The X-37B spaceplane sounds like something out of a sci-fi novel, and its mysterious past is equally evocative. What does the military put in this long-term orbital vehicle? Turns out it’s exactly the kind of neat, but not mind-blowing, science you’d expect to find in such a thing — though solar-powered masers do sound pretty cool.
Also known as the Orbital Test Vehicle, the Boeing -designed X-37B has performed five prior missions, amounting to a total of nearly eight years in orbit; the last mission alone was 780 days. But while the craft’s owners (the Air Force, though it is used by many others) are proud to tout its remarkable longevity and reliability, they rarely if ever admit what they’re sending up, or what (if anything) it brings down.
While it’s fun to think that it may be truly top secret Area 51-type stuff, it’s much more likely that it’s just run-of-the-mill classified military research. The Defense Department bankrolls an enormous amount of basic science as well as advanced technology, and some of that is bound to require testing in space. While we love and respect our Russian friends with whom we share the ISS, the Pentagon would seem to prefer they didn’t run its experiments, so they have the X-37B.

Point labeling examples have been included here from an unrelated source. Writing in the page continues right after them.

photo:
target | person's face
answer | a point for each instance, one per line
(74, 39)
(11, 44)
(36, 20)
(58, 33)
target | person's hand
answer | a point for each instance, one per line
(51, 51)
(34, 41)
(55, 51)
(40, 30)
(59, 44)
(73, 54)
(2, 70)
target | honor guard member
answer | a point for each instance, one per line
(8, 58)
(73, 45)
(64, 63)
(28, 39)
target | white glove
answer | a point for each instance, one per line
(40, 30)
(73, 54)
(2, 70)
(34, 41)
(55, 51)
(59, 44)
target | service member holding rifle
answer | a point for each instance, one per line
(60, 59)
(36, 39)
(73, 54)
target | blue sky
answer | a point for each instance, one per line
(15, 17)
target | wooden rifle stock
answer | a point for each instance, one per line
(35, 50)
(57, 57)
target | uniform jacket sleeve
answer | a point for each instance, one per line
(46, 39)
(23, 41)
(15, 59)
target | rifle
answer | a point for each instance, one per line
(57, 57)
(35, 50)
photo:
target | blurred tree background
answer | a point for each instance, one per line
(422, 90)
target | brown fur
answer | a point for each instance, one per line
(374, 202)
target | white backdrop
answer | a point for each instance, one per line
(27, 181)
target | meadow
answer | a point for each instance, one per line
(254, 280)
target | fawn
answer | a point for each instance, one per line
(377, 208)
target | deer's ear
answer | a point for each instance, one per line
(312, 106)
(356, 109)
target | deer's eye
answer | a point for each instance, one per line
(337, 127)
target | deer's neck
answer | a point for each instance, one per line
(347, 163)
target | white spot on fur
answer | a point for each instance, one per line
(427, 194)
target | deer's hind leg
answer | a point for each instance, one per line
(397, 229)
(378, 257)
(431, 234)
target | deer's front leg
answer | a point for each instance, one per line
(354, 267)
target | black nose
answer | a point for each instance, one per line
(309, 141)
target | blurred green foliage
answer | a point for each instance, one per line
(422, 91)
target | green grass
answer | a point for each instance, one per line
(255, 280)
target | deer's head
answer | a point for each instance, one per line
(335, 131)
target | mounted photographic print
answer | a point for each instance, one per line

On one occasion the Air Force said that the craft tests “advanced guidance, navigation and control, thermal protection systems, avionics, high temperature structures and seals, conformal reusable insulation, lightweight electromechanical flight systems, advanced propulsion systems, advanced materials and autonomous orbital flight, reentry and landing,” which narrows it down a bit.

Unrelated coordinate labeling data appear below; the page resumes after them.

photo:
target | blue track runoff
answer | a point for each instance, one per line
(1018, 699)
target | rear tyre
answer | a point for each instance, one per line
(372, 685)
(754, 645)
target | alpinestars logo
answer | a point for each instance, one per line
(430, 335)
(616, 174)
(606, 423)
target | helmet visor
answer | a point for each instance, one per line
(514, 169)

For the spaceplane’s sixth mission, the various departments involved have broken tradition and given details on the payloads. That’s no small feat, given it’s an operation combining the resources of the Air Force, Space Force, Naval Research Lab and NASA.
The most broadly interesting experiment has to be a solar-powered microwave laser, or maser, built by the NRL. The device “will transform solar power into radio frequency microwave energy which could then be transmitted to the ground.”

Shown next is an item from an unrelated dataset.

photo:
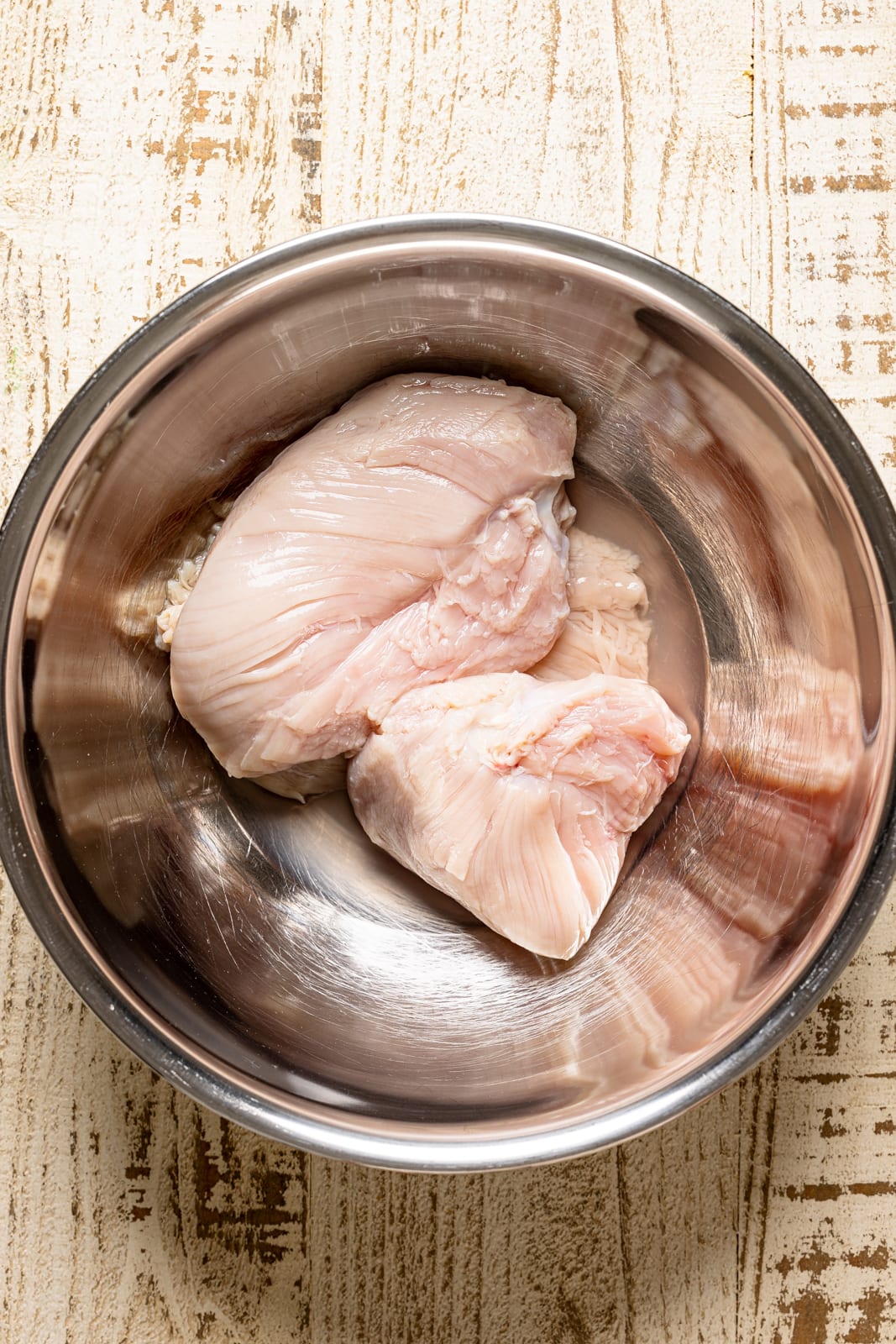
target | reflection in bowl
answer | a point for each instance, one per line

The key word there is could, as this type of wireless energy transmission has been pursued for decades. It’s doubtful that a foot-wide solar cell can produce enough energy to be beamed to the surface in measurable levels, but proving the concept piece by piece is something that has to be done in space. And for all we know they’ve already sent multiple precursor device up there on previous missions.
Don’t worry that this is some kind of orbital beam weapon that fries surface-dwellers: The total amount of energy collected by a foot-wide cell would be difficult to change into a form that’s harmful a few feet away, let alone 200 miles up through the entire atmosphere. It could, however, be used to beam power to receptive spacecraft or (conceivably) to interfere with poorly protected adversary spacecraft.
Two other experiments on board are from NASA, and they have to do with seeing how various items react to being exposed to the space environment. “One is a sample plate evaluating the reaction of select significant materials to the conditions in space. The second studies the effect of ambient space radiation on seeds,” said Air Force Secretary Barbara Barrett.
Last — that we know of — is FalconSat-8, an Air Force Academy satellite that will be performing its own unspecified experiments once released into its own orbit by the X-37B. It is itself “an educational platform that will carry five experimental payloads for USAFA to operate
This rather large number of items being brought to space is made possible by a “service module” attached for the first time to the aft of the craft and containing some of the hardware.
It’s unknown how long this mission will be, but if it’s anything like the others, it will be on the order of months or years.